What common characteristics distinguish successful from unsuccessful customer experience leaders?
The best customer experience leaders come from within the organization. These leaders know the culture, the players, the systems, and the political minefields of the organization. More importantly, they have experience in navigating around these potential obstacles. customer experience leaders brought in from the outside often make more noise than progress as they try to blast their way through.
Matrix Management Experience
Customer experience leaders must rely on others to implement change as customer experience teams typically don’t control or manage customer-facing systems, teams, or policies. The best customer experience leaders have prior matrix management experiences that required pushing, prodding, and cajoling others to get work done. customer experience leaders who have only direct management experience often assume that telling other groups what to do and when to do it is sufficient to ensure change happens.
Past Record of Success
The best customer experience leaders have had prior successes leading high-leverage, high-visibility, transformational change efforts. Less successful customer experience leaders will be happy to tell you about their prior successes but their track records typically fall into one of three categories: 1) they previously led initiatives that were high-profile were unsuccessful or only partially successful; 2) they were involved in but did not truly lead successful change efforts; or 3) they came from a successful or recognizable organization but personally did little to drive meaningful change.

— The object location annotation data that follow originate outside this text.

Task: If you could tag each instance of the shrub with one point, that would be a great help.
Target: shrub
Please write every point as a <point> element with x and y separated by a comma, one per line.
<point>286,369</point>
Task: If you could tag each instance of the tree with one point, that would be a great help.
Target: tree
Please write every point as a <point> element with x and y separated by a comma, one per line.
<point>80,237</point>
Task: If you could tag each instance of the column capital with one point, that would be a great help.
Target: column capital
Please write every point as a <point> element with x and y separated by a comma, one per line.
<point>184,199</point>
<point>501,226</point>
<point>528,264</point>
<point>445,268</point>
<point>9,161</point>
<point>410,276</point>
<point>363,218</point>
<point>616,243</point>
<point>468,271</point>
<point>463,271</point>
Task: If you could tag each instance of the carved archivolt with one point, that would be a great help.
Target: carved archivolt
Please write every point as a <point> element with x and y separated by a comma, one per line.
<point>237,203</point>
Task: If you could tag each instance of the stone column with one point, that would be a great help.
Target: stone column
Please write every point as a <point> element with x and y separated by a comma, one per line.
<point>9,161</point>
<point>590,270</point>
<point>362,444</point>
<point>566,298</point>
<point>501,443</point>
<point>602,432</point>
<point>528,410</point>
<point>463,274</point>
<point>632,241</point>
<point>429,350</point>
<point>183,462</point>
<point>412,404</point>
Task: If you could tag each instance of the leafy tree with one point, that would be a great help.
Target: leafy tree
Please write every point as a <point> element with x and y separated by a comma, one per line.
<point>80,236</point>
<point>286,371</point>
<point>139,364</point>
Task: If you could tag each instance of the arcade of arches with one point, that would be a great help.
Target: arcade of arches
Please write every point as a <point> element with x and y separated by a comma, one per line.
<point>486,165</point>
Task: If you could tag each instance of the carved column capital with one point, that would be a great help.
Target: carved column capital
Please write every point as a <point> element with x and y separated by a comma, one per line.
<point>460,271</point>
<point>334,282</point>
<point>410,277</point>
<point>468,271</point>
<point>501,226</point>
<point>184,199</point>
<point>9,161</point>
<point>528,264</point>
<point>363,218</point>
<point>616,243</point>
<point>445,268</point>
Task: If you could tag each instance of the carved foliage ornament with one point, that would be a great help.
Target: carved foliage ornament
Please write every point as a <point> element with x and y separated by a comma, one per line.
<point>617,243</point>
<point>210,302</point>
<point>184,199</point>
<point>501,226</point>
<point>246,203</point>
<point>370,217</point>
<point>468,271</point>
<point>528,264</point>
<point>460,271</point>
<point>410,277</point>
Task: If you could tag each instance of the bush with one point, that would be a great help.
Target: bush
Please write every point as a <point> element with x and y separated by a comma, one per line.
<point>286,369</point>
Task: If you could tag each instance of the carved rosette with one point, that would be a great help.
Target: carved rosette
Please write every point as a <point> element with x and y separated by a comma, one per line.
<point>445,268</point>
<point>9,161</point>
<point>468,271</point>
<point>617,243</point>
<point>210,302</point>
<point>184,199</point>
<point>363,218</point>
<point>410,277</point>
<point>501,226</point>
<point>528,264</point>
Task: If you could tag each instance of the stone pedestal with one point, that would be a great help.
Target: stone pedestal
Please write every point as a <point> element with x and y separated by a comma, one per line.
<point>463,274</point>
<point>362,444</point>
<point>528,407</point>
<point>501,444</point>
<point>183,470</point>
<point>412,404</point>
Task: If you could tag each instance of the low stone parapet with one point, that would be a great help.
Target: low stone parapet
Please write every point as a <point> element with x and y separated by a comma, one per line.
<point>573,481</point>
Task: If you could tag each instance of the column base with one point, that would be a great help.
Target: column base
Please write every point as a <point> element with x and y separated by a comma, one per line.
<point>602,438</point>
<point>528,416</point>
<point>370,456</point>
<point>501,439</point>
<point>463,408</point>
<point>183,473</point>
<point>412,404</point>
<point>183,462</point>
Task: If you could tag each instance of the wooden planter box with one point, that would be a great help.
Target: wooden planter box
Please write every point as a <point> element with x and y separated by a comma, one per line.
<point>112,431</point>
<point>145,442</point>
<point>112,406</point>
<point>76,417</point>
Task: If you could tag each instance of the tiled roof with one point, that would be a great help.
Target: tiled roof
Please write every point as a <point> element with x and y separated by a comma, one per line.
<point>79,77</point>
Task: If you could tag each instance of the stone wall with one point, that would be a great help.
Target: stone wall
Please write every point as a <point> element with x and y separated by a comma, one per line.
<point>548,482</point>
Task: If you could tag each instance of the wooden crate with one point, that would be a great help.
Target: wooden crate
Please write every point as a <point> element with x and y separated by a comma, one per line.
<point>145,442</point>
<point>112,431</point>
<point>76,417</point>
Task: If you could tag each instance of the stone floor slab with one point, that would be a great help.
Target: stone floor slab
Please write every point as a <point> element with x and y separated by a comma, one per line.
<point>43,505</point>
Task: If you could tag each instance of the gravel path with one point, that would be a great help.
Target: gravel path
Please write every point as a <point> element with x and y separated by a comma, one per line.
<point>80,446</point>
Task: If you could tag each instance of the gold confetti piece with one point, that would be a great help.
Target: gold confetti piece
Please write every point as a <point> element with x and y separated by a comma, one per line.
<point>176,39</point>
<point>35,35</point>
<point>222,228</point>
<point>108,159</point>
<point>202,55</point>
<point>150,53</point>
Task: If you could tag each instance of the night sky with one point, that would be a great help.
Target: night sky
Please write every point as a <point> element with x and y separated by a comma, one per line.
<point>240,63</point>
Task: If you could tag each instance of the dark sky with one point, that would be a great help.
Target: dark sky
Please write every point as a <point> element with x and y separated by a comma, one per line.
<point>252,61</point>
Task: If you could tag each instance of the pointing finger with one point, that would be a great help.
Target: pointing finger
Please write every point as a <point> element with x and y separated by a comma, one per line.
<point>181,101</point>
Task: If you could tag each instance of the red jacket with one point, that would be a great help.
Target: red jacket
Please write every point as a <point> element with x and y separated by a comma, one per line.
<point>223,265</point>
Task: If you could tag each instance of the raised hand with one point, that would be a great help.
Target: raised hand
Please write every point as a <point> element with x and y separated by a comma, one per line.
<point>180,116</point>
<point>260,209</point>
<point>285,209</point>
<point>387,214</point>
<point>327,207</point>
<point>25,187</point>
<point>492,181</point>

Customer Experience Temperament
Implementation of customer experience strategies and initiatives often is agonizingly slow. It is not uncommon for the executives who demand customer experience progress to be the same ones who stand in the way of real progress. The best customer experience leaders have the temperament to manage through these frustrations. They have strong conviction about the business value of customer experience; they are passionate about doing what’s best for the customer; and they have the courage to stand up to opposition throughout the organization. Less successful customer experience leaders typically lack one or more of these traits and many also are lacking in humility. If your organization is seeking a customer experience leader, don’t be fooled by the fancy credentials of the so called customer experience expert. Instead, look inside your organization for a team member with a proven track record and the right personality to drive success in your unique environment.